B. Use Amazon CloudWatch Logs to store the logs. Run SQL queries as needed from the Amazon CloudWatch console.
C. Use Amazon Athena directly with Amazon S3 to run the queries as needed.
D. Use AWS Glue to catalog the logs. Use a transient Apache Spark cluster on Amazon EMR to run the SQL queries as needed.
Correct Answer: C. Use Amazon Athena directly with Amazon S3 to run the queries as needed.
Explanation:
Option A: Use Amazon Redshift to load all the content into one place and run the SQL queries as needed.
- Explanation:
- Amazon Redshift is a fully managed data warehouse solution designed for complex, large-scale analytical queries. However, using Redshift for on-demand and simple queries introduces unnecessary overhead.
- It requires the creation of a data warehouse, loading data into it, and managing resources, which contradicts the requirement for minimal operational overhead.
- Suitability:
- Not ideal. It adds significant operational complexity and cost for a use case that can be handled more efficiently with serverless solutions.
Option B: Use Amazon CloudWatch Logs to store the logs. Run SQL queries as needed from the Amazon CloudWatch console.
- Explanation:
- CloudWatch Logs is a service for monitoring and analyzing log data in real-time, but it is not designed for querying JSON logs directly in S3.
- Transferring logs from S3 to CloudWatch Logs adds operational steps and complexity, making this approach less suitable.
- Suitability:
- Not suitable. This approach involves additional steps and complexity that do not align with the requirements.

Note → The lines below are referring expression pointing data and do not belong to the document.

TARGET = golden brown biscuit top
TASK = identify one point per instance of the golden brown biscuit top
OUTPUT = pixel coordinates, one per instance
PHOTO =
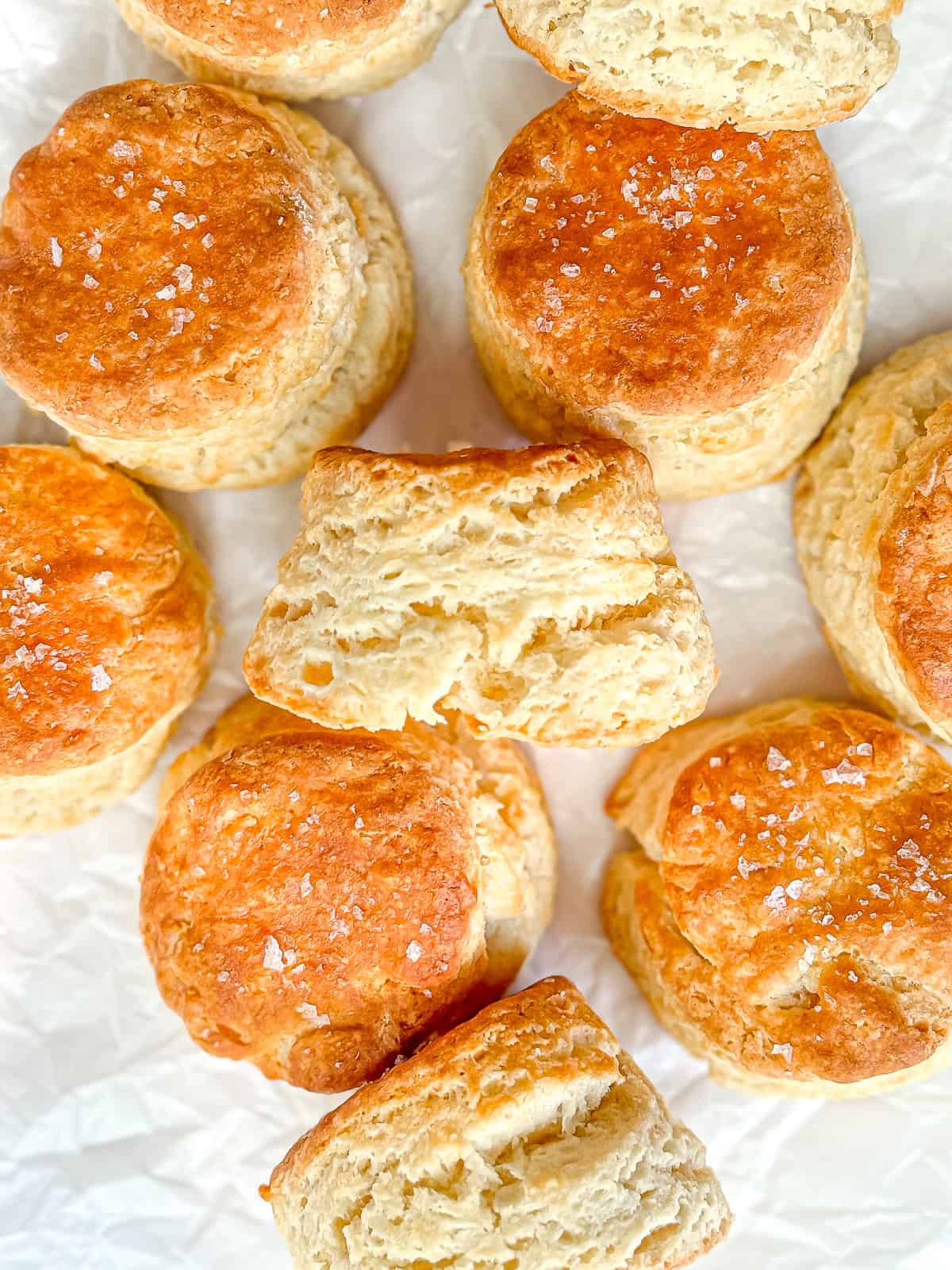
(260, 29)
(810, 861)
(154, 251)
(666, 268)
(475, 476)
(914, 592)
(105, 620)
(319, 888)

Option C: Use Amazon Athena directly with Amazon S3 to run the queries as needed.
- Explanation:
- Amazon Athena is a serverless, interactive query service designed to analyze data directly in Amazon S3 using SQL.
- Athena supports JSON, Parquet, and other formats, making it a perfect fit for querying log files in JSON format.

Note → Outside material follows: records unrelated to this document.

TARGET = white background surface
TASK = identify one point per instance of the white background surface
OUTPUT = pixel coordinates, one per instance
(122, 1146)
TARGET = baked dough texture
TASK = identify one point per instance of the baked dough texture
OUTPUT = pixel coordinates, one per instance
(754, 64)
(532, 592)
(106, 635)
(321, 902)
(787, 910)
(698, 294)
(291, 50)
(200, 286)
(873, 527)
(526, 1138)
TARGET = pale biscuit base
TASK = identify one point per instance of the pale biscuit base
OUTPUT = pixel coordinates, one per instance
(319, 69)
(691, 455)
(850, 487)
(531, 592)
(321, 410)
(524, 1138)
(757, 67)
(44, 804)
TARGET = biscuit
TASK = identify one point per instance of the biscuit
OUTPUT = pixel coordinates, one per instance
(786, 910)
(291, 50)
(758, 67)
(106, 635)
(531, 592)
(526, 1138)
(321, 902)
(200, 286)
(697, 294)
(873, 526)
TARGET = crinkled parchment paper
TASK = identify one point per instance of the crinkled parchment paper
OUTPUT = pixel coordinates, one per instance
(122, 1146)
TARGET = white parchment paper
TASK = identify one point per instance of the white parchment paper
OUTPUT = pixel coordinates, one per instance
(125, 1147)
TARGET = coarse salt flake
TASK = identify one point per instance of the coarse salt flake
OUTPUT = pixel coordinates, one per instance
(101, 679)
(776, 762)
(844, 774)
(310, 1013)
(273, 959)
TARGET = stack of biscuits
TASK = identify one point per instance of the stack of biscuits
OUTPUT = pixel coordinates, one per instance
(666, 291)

- It requires no infrastructure setup or data movement, minimizing operational overhead.
- By creating a schema for the JSON data, queries can be executed directly on the data stored in S3.
- Suitability:
- Best option. Athena provides a low-overhead, cost-effective solution for on-demand querying of JSON logs in S3.

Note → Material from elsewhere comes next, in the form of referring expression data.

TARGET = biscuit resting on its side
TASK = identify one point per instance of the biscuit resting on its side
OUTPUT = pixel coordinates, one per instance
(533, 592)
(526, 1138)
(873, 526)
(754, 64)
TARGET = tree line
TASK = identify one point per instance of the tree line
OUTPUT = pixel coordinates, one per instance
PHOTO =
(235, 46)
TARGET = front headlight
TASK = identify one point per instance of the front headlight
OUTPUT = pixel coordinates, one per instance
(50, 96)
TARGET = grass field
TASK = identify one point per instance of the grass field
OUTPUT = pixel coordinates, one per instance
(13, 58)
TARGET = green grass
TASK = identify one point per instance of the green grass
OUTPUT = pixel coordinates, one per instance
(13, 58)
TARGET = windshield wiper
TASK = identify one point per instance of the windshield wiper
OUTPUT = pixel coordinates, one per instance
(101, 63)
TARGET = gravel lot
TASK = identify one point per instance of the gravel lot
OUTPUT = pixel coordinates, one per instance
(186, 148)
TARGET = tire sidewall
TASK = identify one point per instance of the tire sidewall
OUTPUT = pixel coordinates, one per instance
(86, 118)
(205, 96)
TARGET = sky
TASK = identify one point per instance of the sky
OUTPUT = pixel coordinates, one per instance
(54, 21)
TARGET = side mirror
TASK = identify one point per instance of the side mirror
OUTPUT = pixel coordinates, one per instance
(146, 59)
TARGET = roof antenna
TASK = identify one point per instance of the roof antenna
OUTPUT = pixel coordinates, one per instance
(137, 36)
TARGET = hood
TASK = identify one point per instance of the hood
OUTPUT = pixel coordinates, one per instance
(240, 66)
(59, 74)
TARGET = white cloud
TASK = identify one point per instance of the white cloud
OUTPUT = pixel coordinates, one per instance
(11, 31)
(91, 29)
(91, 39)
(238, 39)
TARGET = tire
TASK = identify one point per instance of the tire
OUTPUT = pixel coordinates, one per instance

Option D: Use AWS Glue to catalog the logs. Use a transient Apache Spark cluster on Amazon EMR to run the SQL queries as needed.
- Explanation:
- AWS Glue can catalog the logs, and Amazon EMR with Apache Spark can process the data. However, this approach requires setting up and managing Glue crawlers, Spark clusters, and job execution, introducing significant operational overhead.
- While suitable for complex processing tasks, it is overly complex for simple, on-demand queries.
- Suitability:
- Not ideal. This solution adds unnecessary complexity and is more appropriate for large-scale data processing, not simple queries.
Recommended Solution:
Correct Answer: C. Use Amazon Athena directly with Amazon S3 to run the queries as needed.
- Why?
- Athena meets all the requirements with minimal operational overhead.
- It provides a serverless and cost-effective way to query JSON log files stored in S3 on-demand using SQL.